My business card and this site both say “I work with people in conflict to figure out a way to untangle the fuss, and achieve peace, calm and a way forward.” Okay, fine, but what do I mean by “conflict” in this context?
It can mean a lawsuit. I mediate lawsuits where the people involved decide that continuing to fight in court is not getting what they want. Peace, and an end to a lawsuit have value.
But conflict doesn’t have to land at the courthouse, in a lawsuit. Many conflicts never see court. Many conflicts are not appropriate for court. Conflict can also be an argument, like between parent and teen about working, curfew or dating rules. I’ve helped a number of teens and parents work their way through conflicts and arguments that were making life difficult.

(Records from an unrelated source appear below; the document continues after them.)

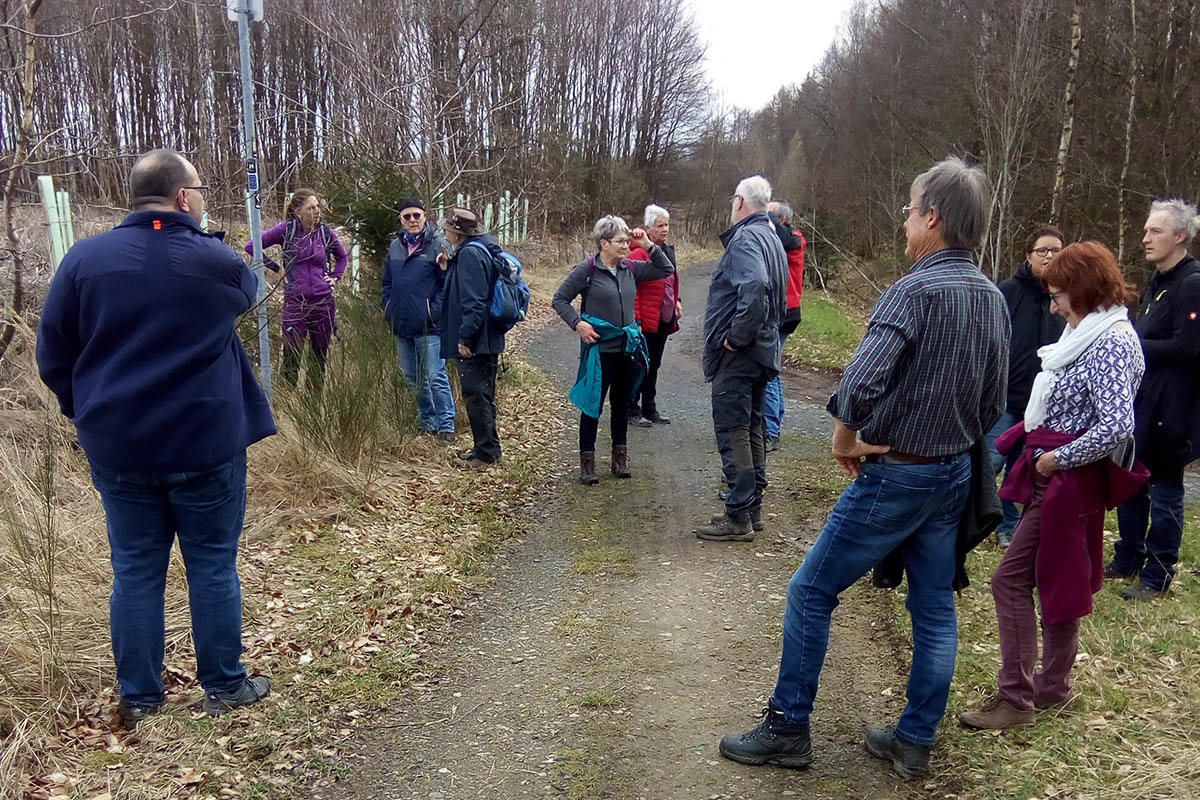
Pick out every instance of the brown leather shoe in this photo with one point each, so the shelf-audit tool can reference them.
(621, 461)
(996, 715)
(588, 468)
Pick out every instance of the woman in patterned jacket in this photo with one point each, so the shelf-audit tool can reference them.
(1080, 414)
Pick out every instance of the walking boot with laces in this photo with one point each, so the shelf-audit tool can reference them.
(774, 741)
(909, 759)
(588, 468)
(996, 715)
(726, 529)
(621, 461)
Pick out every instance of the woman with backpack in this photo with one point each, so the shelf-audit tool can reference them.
(613, 353)
(313, 260)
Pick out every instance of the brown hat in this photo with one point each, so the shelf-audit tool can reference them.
(461, 221)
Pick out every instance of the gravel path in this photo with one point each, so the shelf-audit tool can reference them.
(613, 648)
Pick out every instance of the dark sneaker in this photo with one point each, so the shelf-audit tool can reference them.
(907, 759)
(756, 522)
(996, 715)
(1139, 591)
(774, 741)
(133, 713)
(1113, 573)
(252, 690)
(726, 529)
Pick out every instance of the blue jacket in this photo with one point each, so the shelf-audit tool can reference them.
(588, 390)
(413, 286)
(469, 278)
(748, 296)
(138, 342)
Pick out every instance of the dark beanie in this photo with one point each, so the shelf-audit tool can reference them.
(409, 203)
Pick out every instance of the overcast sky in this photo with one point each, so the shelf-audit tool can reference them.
(755, 47)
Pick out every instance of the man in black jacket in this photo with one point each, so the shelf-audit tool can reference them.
(1167, 426)
(1033, 325)
(467, 330)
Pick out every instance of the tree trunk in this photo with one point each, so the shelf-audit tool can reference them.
(10, 188)
(1068, 114)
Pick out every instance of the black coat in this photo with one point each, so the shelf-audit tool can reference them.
(469, 280)
(1033, 325)
(1167, 426)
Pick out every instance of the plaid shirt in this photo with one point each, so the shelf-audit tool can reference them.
(930, 376)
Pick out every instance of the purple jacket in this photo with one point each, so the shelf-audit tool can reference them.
(305, 257)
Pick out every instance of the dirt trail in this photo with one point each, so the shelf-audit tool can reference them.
(615, 649)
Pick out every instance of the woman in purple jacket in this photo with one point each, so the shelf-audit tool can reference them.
(313, 260)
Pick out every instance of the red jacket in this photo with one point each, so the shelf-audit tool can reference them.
(648, 302)
(1071, 553)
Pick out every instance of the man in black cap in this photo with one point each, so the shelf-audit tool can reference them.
(412, 301)
(467, 330)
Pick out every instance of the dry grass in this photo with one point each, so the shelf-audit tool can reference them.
(353, 557)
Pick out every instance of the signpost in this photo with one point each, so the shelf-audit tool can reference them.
(243, 12)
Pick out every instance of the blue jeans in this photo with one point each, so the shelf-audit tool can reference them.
(888, 506)
(1151, 525)
(1007, 420)
(773, 411)
(420, 358)
(144, 512)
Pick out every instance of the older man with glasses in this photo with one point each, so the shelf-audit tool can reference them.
(927, 382)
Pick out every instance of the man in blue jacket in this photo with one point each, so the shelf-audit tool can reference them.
(137, 341)
(747, 301)
(467, 330)
(412, 300)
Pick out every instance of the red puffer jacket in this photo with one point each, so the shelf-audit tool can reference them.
(648, 304)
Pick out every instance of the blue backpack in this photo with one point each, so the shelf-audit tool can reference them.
(510, 295)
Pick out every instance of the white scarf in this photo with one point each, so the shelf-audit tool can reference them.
(1060, 355)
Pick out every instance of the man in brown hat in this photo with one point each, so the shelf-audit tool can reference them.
(467, 331)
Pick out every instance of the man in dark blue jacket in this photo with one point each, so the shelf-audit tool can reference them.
(412, 300)
(1167, 425)
(137, 341)
(467, 330)
(747, 301)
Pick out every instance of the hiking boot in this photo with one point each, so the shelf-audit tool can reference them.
(726, 529)
(621, 461)
(774, 741)
(1140, 591)
(588, 468)
(910, 761)
(252, 690)
(756, 522)
(131, 714)
(996, 715)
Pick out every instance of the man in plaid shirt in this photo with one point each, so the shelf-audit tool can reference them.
(928, 379)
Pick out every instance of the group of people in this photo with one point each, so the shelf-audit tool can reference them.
(954, 380)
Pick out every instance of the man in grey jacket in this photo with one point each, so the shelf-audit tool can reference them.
(747, 301)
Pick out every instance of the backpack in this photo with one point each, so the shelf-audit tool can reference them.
(510, 294)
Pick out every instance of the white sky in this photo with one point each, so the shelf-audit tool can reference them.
(755, 47)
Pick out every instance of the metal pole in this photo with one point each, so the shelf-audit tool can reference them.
(256, 220)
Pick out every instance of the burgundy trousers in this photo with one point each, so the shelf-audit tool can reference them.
(1013, 585)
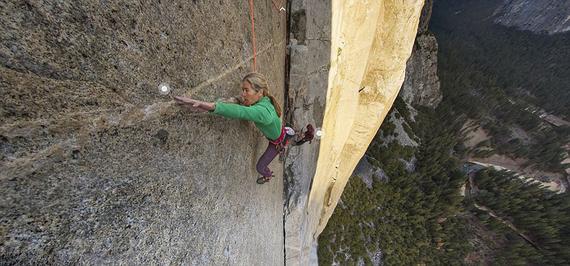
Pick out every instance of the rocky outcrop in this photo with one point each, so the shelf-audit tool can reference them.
(97, 168)
(309, 49)
(421, 85)
(540, 16)
(370, 43)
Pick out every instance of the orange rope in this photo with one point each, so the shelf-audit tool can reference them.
(251, 9)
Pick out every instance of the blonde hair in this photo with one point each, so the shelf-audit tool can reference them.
(259, 83)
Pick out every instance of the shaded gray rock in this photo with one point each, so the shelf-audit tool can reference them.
(309, 50)
(421, 85)
(98, 168)
(540, 16)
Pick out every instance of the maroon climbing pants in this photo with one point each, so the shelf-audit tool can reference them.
(268, 156)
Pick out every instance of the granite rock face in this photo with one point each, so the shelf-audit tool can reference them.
(96, 167)
(309, 51)
(368, 48)
(540, 16)
(421, 85)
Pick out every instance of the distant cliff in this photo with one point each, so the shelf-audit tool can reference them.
(550, 16)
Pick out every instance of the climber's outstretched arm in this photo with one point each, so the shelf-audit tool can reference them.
(194, 105)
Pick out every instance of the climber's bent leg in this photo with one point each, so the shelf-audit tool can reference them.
(265, 159)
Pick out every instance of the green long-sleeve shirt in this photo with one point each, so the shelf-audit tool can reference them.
(261, 113)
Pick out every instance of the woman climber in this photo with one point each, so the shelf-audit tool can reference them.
(257, 105)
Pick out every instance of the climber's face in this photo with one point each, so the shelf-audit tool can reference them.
(249, 95)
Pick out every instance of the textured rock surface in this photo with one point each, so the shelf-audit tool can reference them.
(370, 43)
(309, 66)
(551, 16)
(421, 85)
(97, 168)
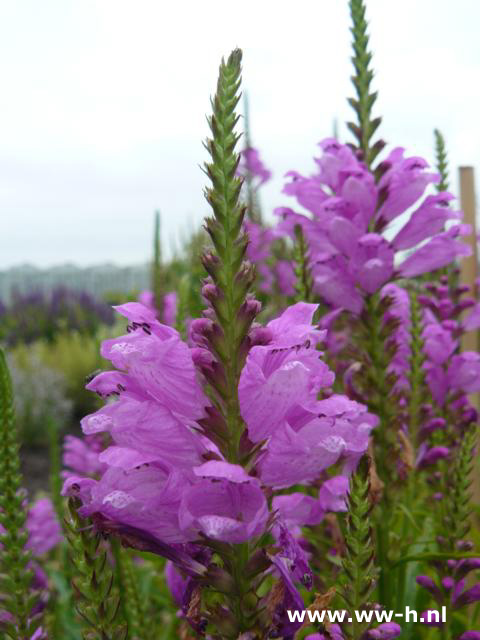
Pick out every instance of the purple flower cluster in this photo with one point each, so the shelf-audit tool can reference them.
(352, 219)
(163, 477)
(40, 314)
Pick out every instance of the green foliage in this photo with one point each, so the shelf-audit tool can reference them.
(458, 509)
(15, 575)
(231, 276)
(157, 287)
(97, 602)
(133, 604)
(365, 126)
(254, 212)
(441, 161)
(40, 395)
(304, 281)
(358, 564)
(416, 374)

Conflict can be a disagreement between neighbors. There neighbor, and neighborhood conflicts that are about dogs, music, parties or the overhanging tree. Parking can be a source of conflict, particularly in areas near schools, parks, churches and where residential areas bump up against commercial areas.
Conflict can be more ominous, such as that feeling that you are headed for divorce, and knowing you don’t want to get into a lengthy, expensive court battle. Mediation, or collaborative divorce, keep the decisions in the hands of you and your spouse. Mediation and collaborative divorce, because they happen before you go to court, can happen on your own time frame, rather than needing to meet rushed court schedules, and potential court delays. (You eventually need to go to court in a West Virginia divorce, but with mediation or a collaborative divorce, you work out all the details first.)
And “conflict” might just be two people, unmarried and no plans in that direction, who want help working out the details of a parenting plan, to figure out a way to have BOTH parents involved in raising the new child they both love.